Yang Xiaozun, Li Xin, Huang Ke, Zhuang Xiang
Department of Thoracic Surgery, Sichuan Cancer Hospital and Institute, Sichuan Cancer Center, School of Medicine, University of Electronic Science and Technology of China, Chengdu, Sichuan 610000, P.R. China.
Department of Medical Oncology, Sichuan Cancer Hospital and Institute, Sichuan Cancer Center, School of Medicine, University of Electronic Science and Technology of China, Chengdu, Sichuan 610000, P.R. China.
Oncol Lett. 2024 Nov 12;29(1):53. doi: 10.3892/ol.2024.14799. eCollection 2025 Jan.

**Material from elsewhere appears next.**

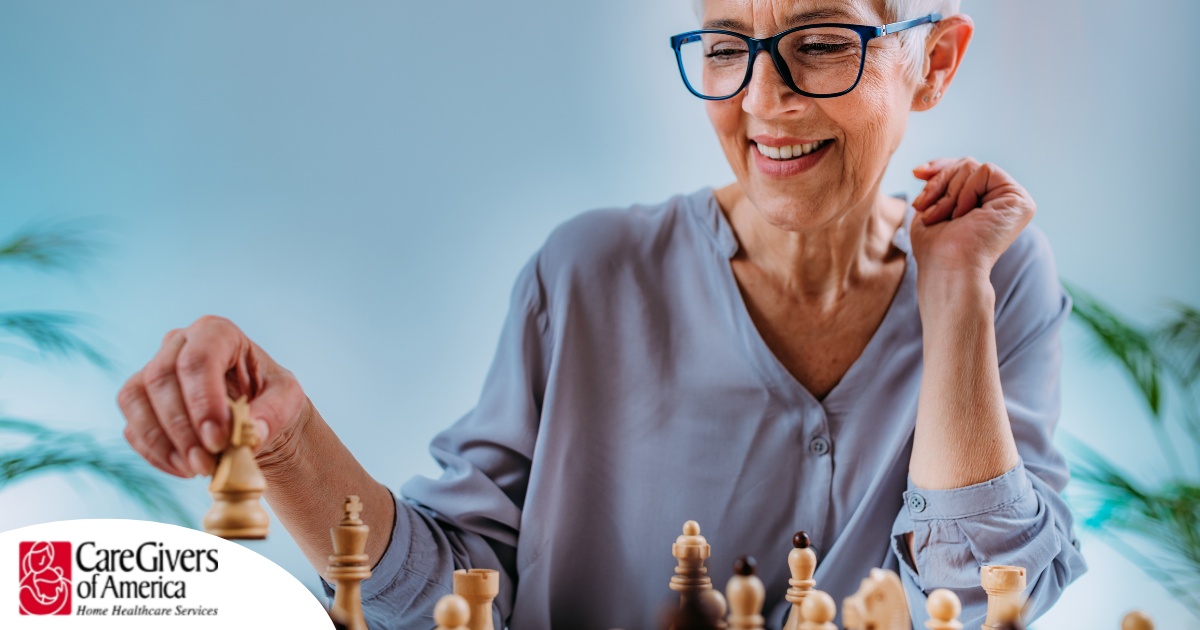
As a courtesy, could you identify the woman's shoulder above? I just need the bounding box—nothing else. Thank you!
[991,223,1072,359]
[538,188,713,270]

Driver gene-negative advanced-stage lung adenocarcinoma is associated with a poor prognosis and insufficient treatment options. The present study aimed to evaluate the efficacy and safety profile of a programmed cell death protein 1/programmed death-ligand 1 inhibitor plus bevacizumab and chemotherapy (PBC) regimen for the treatment of patients with driver gene-negative advanced-stage lung adenocarcinoma under real-world clinical conditions. Data from 65 patients with advanced-stage lung adenocarcinoma without sensitizing epidermal growth factor receptor, ALK receptor tyrosine kinase or ROS proto-oncogene 1 receptor tyrosine kinase mutations who received a PBC regimen or only a BC regimen were reviewed in the present retrospective cohort study. The results revealed that the objective response rate was higher (70.4 vs. 47.4%; P=0.065) in the PBC group compared with that in the BC group, while not reaching statistical significance. Progression-free survival (PFS) time was longer in the PBC group than in the BC group [median PFS: 10.8 months (95% confidence interval (CI), 7.2-14.4) vs. 7.6 months (95% CI, 5.0-10.2); P=0.016], while overall survival (OS) exhibited a non-significant trend to be longer in the PBC group compared with that in the BC group [median OS: 20.6 months (95% CI, 16.8-24.4) vs. 15.9 months (95% CI, 11.8-20.0); P=0.115]. Following adjustment by multivariate Cox analysis, the PBC (vs. BC) regimen was found to be independently associated with an improved PFS time (P=0.045). The common adverse events in the PBC group were neutropenia, alopecia, leukopenia, nausea and vomiting, fatigue, anemia and peripheral neuropathy. Moreover, the incidence of each adverse event did not differ significantly between the PBC and BC groups. In conclusion, the present study demonstrated that the PBC regimen serves as a superior treatment option for patients with driver gene-negative advanced-stage lung adenocarcinoma; however, further verification of its efficacy is still required.
驱动基因阴性的晚期肺腺癌预后较差且治疗选择有限。本研究旨在评估程序性细胞死亡蛋白1/程序性死亡配体1抑制剂联合贝伐单抗及化疗(PBC)方案在真实世界临床条件下治疗驱动基因阴性的晚期肺腺癌患者的疗效和安全性。在这项回顾性队列研究中,我们回顾了65例无敏感表皮生长因子受体、ALK受体酪氨酸激酶或ROS原癌基因1受体酪氨酸激酶突变的晚期肺腺癌患者的数据,这些患者接受了PBC方案或仅接受了BC方案。结果显示,PBC组的客观缓解率高于BC组(70.4% 对47.4%;P=0.065),但未达到统计学意义。PBC组的无进展生存期(PFS)长于BC组[中位PFS:10.8个月(95%置信区间(CI),7.2 - 14.4)对7.6个月(95%CI,5.0 - 10.2);P=0.016],而总生存期(OS)在PBC组较BC组有延长的趋势,但无统计学意义[中位OS:20.6个月(95%CI,16.8 - 24.4)对15.9个月(95%CI,11.8 - 20.0);P=0.115]。经多变量Cox分析调整后,发现PBC(对比BC)方案与改善的PFS时间独立相关(P=0.045)。PBC组常见的不良事件有中性粒细胞减少、脱发、白细胞减少、恶心呕吐、疲劳、贫血和周围神经病变。此外,PBC组和BC组各不良事件的发生率无显著差异。总之,本研究表明PBC方案是驱动基因阴性的晚期肺腺癌患者的一种较好的治疗选择;然而,仍需进一步验证其疗效。